My day seems to have slipped away with little evidence of productivity. I began with great hopes of accomplishment, praying for the will of God to fall afresh upon the earth and for His Spirit to sweep me along in accord with it all. Within a couple of hours, all clients cancelled. I thought I’d redeem the day by making progress on my novel…but the mouse and keyboard proved unresponsive. Halfway through reorganizing the guest room closet to find extra computer components, my cell phone rang downstairs. Happy to offer a small modicum of help to the caller, I paced the first floor of my home and noticed neglected housekeeping tasks. As the call ended, a buzzer drew my attention from rearranging clutter. The laundry phenomenon remained–the chore which can never be finished–yet I persevered in the quest for an empty hamper. I decided to sort the mail before starting on my writing. By the time I had tucked the important documents into their places, I needed to leave home. A quick stop on the way to the prayer center put me behind. One son needed to go to an appointment. Once home, my other son requested pizza. I left again, returning to make another twenty minute stab at the impossible laundry mission. News, thirty minutes with my husband, and the night has fallen. I stare at my blank day and wonder what God thinks of how we spend time.
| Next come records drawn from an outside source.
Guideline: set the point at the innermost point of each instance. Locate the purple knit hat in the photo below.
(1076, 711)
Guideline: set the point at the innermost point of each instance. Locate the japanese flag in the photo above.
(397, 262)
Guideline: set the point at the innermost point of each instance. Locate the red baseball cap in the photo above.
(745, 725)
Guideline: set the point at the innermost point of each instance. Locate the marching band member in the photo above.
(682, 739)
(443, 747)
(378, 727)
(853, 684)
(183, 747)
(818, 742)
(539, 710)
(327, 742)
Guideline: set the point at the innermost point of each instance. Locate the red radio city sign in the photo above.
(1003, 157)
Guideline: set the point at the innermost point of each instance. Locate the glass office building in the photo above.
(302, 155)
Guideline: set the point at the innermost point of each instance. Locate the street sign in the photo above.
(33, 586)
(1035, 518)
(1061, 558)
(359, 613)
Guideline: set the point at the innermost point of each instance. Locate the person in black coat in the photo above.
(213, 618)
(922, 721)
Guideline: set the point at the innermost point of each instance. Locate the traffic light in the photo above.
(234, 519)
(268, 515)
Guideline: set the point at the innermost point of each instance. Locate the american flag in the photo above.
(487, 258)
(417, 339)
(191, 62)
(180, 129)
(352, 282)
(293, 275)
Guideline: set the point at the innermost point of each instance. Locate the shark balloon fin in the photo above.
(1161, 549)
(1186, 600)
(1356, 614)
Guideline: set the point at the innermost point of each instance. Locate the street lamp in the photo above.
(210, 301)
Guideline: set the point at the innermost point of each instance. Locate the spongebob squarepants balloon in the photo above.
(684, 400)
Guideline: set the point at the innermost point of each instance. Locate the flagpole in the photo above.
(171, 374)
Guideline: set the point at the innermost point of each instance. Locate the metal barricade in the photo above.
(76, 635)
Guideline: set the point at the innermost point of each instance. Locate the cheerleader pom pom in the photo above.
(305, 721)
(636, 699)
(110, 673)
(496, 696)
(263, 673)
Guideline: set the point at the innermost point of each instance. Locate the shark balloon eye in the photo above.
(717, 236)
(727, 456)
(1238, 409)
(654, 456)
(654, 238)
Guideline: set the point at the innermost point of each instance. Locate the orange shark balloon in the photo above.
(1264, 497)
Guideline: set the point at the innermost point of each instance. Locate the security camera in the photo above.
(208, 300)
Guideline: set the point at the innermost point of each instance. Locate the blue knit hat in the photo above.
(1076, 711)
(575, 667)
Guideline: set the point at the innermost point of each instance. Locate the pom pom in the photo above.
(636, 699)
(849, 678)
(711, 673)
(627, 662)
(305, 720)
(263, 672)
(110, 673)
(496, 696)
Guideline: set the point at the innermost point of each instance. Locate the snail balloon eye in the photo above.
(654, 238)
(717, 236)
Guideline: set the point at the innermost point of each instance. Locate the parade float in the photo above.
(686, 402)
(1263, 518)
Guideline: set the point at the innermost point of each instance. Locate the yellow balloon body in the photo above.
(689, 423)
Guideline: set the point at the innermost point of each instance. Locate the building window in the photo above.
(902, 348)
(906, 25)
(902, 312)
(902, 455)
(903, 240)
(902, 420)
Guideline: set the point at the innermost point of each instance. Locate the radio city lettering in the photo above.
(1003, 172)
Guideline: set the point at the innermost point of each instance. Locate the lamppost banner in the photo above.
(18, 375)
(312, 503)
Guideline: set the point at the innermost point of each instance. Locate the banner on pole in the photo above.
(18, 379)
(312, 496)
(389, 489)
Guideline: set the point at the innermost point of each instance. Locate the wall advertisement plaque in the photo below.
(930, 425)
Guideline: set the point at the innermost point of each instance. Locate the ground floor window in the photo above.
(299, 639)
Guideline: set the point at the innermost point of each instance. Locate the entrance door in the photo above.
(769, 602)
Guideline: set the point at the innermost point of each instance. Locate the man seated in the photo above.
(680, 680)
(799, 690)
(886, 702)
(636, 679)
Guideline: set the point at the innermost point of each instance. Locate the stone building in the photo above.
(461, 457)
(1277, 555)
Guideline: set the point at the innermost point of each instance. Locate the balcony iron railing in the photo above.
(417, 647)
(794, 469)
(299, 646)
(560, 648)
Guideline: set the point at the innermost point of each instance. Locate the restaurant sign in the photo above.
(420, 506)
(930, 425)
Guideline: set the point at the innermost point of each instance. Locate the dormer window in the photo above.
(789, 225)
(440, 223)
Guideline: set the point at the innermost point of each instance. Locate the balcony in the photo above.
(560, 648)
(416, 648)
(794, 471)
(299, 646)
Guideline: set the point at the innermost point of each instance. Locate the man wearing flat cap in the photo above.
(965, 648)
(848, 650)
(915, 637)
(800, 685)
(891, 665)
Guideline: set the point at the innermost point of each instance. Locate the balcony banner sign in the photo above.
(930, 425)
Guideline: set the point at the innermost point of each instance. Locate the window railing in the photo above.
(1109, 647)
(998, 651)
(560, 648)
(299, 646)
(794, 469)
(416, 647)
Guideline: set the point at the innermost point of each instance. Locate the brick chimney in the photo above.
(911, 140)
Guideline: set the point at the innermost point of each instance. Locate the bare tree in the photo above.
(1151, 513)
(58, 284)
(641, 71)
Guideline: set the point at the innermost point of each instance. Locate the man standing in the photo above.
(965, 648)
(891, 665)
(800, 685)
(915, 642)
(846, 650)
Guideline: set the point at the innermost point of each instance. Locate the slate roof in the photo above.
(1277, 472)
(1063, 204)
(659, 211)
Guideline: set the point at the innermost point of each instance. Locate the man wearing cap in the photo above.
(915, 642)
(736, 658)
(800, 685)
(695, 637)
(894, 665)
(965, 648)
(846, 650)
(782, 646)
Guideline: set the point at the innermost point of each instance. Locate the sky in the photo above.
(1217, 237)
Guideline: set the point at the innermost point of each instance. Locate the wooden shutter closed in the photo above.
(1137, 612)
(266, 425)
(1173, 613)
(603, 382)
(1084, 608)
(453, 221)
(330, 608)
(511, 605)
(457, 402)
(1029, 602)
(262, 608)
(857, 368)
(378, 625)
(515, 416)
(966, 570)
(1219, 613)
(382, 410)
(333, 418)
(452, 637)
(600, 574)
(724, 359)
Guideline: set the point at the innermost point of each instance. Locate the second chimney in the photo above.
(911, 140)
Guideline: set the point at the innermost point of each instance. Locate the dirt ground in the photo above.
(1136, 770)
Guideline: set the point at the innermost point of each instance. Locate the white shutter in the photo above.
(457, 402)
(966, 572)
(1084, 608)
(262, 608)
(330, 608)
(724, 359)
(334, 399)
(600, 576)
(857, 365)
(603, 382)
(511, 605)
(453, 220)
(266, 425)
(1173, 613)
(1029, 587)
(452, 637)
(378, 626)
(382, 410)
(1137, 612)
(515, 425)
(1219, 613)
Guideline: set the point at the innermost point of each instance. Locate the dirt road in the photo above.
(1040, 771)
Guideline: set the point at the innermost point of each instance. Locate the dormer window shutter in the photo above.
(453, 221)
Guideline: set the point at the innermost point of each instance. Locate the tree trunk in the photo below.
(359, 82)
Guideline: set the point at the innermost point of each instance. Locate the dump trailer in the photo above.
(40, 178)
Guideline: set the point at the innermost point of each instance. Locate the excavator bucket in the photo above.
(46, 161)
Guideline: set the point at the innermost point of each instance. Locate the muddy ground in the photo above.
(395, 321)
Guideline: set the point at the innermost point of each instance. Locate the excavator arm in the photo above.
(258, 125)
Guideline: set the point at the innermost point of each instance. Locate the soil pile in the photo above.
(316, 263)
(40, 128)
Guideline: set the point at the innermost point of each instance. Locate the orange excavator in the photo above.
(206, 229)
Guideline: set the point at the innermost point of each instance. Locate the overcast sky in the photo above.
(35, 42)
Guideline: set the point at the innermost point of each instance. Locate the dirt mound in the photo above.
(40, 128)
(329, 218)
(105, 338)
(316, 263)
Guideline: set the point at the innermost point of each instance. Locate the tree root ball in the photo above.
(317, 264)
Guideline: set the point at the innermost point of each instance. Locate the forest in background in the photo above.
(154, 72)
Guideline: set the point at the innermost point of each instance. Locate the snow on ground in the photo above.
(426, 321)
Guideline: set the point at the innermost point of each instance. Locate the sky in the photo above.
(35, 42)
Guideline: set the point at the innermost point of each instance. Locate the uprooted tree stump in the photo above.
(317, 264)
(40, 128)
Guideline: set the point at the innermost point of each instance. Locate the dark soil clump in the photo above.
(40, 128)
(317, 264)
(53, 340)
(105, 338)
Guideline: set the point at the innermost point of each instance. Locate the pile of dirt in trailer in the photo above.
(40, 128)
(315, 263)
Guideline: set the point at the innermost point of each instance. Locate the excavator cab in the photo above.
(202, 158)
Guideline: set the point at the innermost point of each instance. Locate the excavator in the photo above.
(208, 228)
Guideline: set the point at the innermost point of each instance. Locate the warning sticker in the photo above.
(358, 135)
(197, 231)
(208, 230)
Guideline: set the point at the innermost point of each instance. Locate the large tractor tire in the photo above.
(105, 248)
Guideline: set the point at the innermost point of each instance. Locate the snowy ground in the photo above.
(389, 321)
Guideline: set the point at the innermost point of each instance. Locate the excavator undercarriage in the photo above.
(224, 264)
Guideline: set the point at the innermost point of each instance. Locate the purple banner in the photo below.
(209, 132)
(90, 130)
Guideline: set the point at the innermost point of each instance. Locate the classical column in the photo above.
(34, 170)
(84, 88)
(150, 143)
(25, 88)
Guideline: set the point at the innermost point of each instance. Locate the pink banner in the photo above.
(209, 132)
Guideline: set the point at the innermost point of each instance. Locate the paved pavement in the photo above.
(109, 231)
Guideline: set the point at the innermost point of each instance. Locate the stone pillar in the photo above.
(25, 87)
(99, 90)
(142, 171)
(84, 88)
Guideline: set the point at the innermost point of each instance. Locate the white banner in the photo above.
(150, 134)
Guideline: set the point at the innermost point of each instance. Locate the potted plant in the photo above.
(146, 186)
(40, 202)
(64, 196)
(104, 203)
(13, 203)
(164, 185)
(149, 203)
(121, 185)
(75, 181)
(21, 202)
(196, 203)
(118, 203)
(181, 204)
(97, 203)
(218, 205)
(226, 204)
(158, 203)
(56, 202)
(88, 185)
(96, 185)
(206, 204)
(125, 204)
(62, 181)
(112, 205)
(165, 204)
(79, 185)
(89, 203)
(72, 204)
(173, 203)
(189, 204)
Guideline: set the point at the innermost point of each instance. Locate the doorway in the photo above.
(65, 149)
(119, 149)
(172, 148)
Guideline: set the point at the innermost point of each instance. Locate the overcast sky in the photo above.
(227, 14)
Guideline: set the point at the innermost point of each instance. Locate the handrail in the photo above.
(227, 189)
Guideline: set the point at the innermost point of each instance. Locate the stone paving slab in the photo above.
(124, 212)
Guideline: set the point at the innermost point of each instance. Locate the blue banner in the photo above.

Time cannot affect the infinite God. His eternal nature and ways exist beyond its limitations. We might have enjoyed the same boundless life, if we hadn’t brought the entropy and agony of age upon ourselves by choosing sin in the Garden of Eden. The Almighty Father planned to resolve our fatal curse in the moment we caused it. He loved us enough to send His Son to lay aside infinity, dwell in hour-bound flesh, and bear our burden to His own torturous death.

Jesus understands a life lived in time, though He exists beyond its bounds in His glorified form. I look to His life, desperate to find out how He would evaluate my use of time. Some days, Jesus fed, healed, or taught thousands. Other days, He talked with a handful of His friends. For forty days, Jesus fasted in the wilderness with no human companions. The gospel seems devoid of quantitative measures to declare Jesus’ time well spent. No productivity quotients appear in His ministry, and He models no consistent formula for scheduling a day.

Isaiah 55:8

“For my thoughts are not your thoughts, neither are your ways my ways,” declares the LORD.

While the world demands accomplished tasks, earned income, and tidy lists, God measures time by how we give it away. The moments I spent in prayer, worship, and sharing His love and kindness with others provided a more beautiful measure of eternal living than those when I found myself distracted by untidiness. Even the brief kisses to my husband and smiles at my sons lasted with un-ticked, un-tocked quality.

Maybe I’ll ignore the laundry, just for tomorrow, and use a few extra moments to see where the Spirit sweeps my soul.